I turned my head toward her and our eyes met. Guy de Vere was still talking, his chest leaned forward slightly but still naturally, almost as if he was having a casual conversation. At each one of his lectures, he read to us from a text of which he later provided photocopies. I still have the handout from that night. I had a reference point. She had given me her phone number and I had written it on the bottom of the page with a red ballpoint pen.
“Maximum concentration is best reached lying down, the eyes closed. At the first sign of an external manifestation, dispersion and diffusion will commence. Upright, the legs eliminate a portion of the required strength. Open eyes diminish concentration levels.”
It was all I could do to hold in a fit of laughter, and I remember it with certainty because that was the first time it had happened to me there. But the candlelight lent the reading far too much solemnity. My eyes often met those of the girl. Apparently she didn’t feel like laughing. Quite the opposite. She seemed very respectful, even worried that she might not understand the meaning of the words. She ended up passing that gravity on to me. I was almost ashamed of my initial reaction. I hardly dared think of the scene I would have caused if I had burst out laughing. And in her gaze, I thought I could see some sort of a cry for help, a question. Am I worthy of being among you? Guy de Vere had folded his hands. His voice had grown even more resolute and he was looking fixedly at her as if she were the only one he was addressing. It petrified her. Perhaps she was afraid he would ask her an unexpected question, something along the lines of “And you, I’d love to hear your opinion on this.”
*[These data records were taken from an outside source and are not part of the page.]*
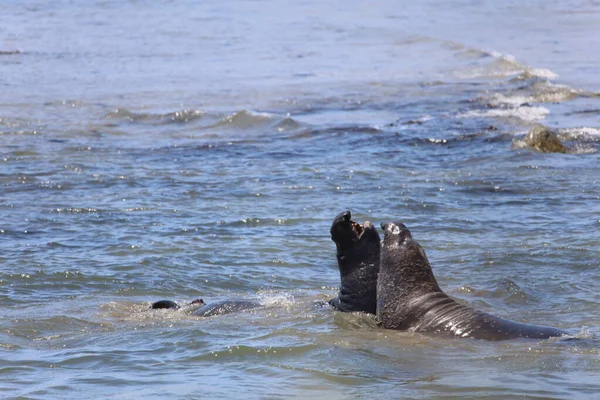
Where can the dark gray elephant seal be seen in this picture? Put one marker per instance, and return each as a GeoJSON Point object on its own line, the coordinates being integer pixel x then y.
{"type": "Point", "coordinates": [226, 307]}
{"type": "Point", "coordinates": [171, 305]}
{"type": "Point", "coordinates": [209, 310]}
{"type": "Point", "coordinates": [409, 298]}
{"type": "Point", "coordinates": [358, 260]}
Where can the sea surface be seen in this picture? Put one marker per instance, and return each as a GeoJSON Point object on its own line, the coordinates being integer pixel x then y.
{"type": "Point", "coordinates": [201, 149]}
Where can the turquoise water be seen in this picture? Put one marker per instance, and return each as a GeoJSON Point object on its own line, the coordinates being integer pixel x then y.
{"type": "Point", "coordinates": [181, 150]}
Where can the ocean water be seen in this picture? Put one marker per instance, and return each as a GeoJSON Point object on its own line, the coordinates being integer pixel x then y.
{"type": "Point", "coordinates": [186, 150]}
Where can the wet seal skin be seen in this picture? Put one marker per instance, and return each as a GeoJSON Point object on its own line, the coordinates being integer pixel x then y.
{"type": "Point", "coordinates": [357, 254]}
{"type": "Point", "coordinates": [171, 305]}
{"type": "Point", "coordinates": [226, 307]}
{"type": "Point", "coordinates": [209, 310]}
{"type": "Point", "coordinates": [409, 297]}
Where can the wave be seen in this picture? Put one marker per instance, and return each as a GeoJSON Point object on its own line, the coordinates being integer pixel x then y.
{"type": "Point", "coordinates": [208, 121]}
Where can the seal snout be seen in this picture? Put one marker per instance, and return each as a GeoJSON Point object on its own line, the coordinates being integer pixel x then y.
{"type": "Point", "coordinates": [347, 216]}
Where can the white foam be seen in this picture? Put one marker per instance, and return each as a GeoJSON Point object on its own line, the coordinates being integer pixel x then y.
{"type": "Point", "coordinates": [529, 114]}
{"type": "Point", "coordinates": [574, 132]}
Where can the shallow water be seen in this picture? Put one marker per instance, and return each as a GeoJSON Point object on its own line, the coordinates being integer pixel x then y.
{"type": "Point", "coordinates": [187, 150]}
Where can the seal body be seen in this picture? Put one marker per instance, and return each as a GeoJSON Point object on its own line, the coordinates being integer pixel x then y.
{"type": "Point", "coordinates": [409, 297]}
{"type": "Point", "coordinates": [165, 304]}
{"type": "Point", "coordinates": [226, 307]}
{"type": "Point", "coordinates": [357, 251]}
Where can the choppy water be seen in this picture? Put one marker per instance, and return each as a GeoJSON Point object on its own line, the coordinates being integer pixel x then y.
{"type": "Point", "coordinates": [187, 149]}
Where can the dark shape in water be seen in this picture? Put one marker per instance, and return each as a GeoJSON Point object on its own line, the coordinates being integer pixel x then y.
{"type": "Point", "coordinates": [171, 305]}
{"type": "Point", "coordinates": [545, 140]}
{"type": "Point", "coordinates": [358, 260]}
{"type": "Point", "coordinates": [409, 297]}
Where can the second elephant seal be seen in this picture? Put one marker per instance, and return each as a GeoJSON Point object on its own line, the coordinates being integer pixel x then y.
{"type": "Point", "coordinates": [409, 297]}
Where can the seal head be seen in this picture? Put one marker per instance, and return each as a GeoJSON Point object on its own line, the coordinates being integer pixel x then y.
{"type": "Point", "coordinates": [357, 252]}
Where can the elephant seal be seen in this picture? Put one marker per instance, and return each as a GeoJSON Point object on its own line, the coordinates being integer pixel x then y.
{"type": "Point", "coordinates": [358, 260]}
{"type": "Point", "coordinates": [409, 297]}
{"type": "Point", "coordinates": [226, 307]}
{"type": "Point", "coordinates": [171, 305]}
{"type": "Point", "coordinates": [209, 310]}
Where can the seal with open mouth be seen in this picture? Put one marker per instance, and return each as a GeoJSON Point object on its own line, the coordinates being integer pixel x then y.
{"type": "Point", "coordinates": [409, 297]}
{"type": "Point", "coordinates": [358, 260]}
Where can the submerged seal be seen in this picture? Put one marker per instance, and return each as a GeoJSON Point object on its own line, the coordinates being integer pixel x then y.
{"type": "Point", "coordinates": [209, 310]}
{"type": "Point", "coordinates": [358, 260]}
{"type": "Point", "coordinates": [226, 307]}
{"type": "Point", "coordinates": [409, 297]}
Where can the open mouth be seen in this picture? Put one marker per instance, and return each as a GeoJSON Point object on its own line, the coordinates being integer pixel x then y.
{"type": "Point", "coordinates": [357, 228]}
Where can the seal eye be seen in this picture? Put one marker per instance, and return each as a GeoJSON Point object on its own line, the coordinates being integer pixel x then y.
{"type": "Point", "coordinates": [358, 229]}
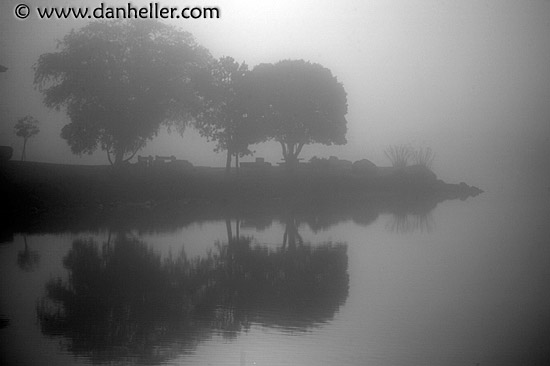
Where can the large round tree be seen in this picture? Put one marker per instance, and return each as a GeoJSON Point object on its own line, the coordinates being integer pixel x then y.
{"type": "Point", "coordinates": [302, 103]}
{"type": "Point", "coordinates": [120, 81]}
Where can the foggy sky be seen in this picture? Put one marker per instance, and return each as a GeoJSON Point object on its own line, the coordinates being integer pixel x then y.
{"type": "Point", "coordinates": [470, 79]}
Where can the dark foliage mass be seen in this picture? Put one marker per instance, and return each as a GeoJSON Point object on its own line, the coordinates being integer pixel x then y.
{"type": "Point", "coordinates": [120, 80]}
{"type": "Point", "coordinates": [122, 300]}
{"type": "Point", "coordinates": [226, 118]}
{"type": "Point", "coordinates": [301, 103]}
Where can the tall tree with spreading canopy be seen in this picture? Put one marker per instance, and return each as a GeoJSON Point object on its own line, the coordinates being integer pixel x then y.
{"type": "Point", "coordinates": [26, 128]}
{"type": "Point", "coordinates": [120, 81]}
{"type": "Point", "coordinates": [226, 119]}
{"type": "Point", "coordinates": [302, 102]}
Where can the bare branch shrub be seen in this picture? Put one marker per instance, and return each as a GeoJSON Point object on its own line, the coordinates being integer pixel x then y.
{"type": "Point", "coordinates": [424, 157]}
{"type": "Point", "coordinates": [398, 155]}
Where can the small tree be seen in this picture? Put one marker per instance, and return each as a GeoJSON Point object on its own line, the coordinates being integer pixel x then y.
{"type": "Point", "coordinates": [119, 81]}
{"type": "Point", "coordinates": [26, 128]}
{"type": "Point", "coordinates": [226, 119]}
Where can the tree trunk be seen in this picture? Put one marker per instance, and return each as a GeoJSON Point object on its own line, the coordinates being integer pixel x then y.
{"type": "Point", "coordinates": [23, 153]}
{"type": "Point", "coordinates": [290, 154]}
{"type": "Point", "coordinates": [228, 162]}
{"type": "Point", "coordinates": [119, 157]}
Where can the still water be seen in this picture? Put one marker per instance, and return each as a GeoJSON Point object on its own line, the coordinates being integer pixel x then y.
{"type": "Point", "coordinates": [413, 283]}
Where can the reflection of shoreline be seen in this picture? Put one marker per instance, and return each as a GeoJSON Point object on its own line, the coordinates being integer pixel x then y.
{"type": "Point", "coordinates": [317, 214]}
{"type": "Point", "coordinates": [122, 301]}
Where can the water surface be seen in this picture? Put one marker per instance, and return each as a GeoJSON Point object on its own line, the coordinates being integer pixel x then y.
{"type": "Point", "coordinates": [419, 283]}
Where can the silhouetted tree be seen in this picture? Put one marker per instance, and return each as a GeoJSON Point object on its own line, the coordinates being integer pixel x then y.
{"type": "Point", "coordinates": [26, 128]}
{"type": "Point", "coordinates": [226, 120]}
{"type": "Point", "coordinates": [302, 103]}
{"type": "Point", "coordinates": [120, 80]}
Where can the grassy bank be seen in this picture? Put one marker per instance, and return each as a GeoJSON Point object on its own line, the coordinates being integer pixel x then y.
{"type": "Point", "coordinates": [42, 186]}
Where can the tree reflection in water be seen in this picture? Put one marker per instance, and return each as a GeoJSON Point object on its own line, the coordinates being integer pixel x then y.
{"type": "Point", "coordinates": [122, 300]}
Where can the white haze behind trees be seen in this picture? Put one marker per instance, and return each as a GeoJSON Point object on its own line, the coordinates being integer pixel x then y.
{"type": "Point", "coordinates": [470, 79]}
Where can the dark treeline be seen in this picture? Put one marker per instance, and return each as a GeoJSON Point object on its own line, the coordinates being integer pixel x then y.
{"type": "Point", "coordinates": [122, 301]}
{"type": "Point", "coordinates": [121, 81]}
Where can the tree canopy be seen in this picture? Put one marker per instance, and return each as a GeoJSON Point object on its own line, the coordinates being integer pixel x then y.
{"type": "Point", "coordinates": [26, 128]}
{"type": "Point", "coordinates": [302, 103]}
{"type": "Point", "coordinates": [120, 81]}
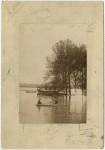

The lights came back on. We lingered in the office a short while longer, which was unusual. The lectures always took place in the living room and gathered together about a dozen people. That evening we were but four, and most likely de Vere had preferred to receive us in his office because of our small number. And the whole thing had been arranged thanks to a simple time and place, without the invitation that was customarily delivered to your home or that you might be given if you were a regular at the Vega bookstore. Like some of the photocopied texts, I’ve kept a few of those invitations, and yesterday I came across one of them.
Dearest Roland,
Guy de Vere would be delighted to receive you Thursday, January 16th, at 8 p.m.
5 Lowendal Square (15th)
2nd building on the left
4th floor, left door
The white bristol board card, always of the same size and with the same filigreed lettering, could have been announcing a social gathering, a cocktail party, or a birthday.
That evening he accompanied us back down to the door of the apartment. Guy de Vere and the first-time couple all had at least twenty years on us. As the elevator was too small for four people, she and I took the stairs.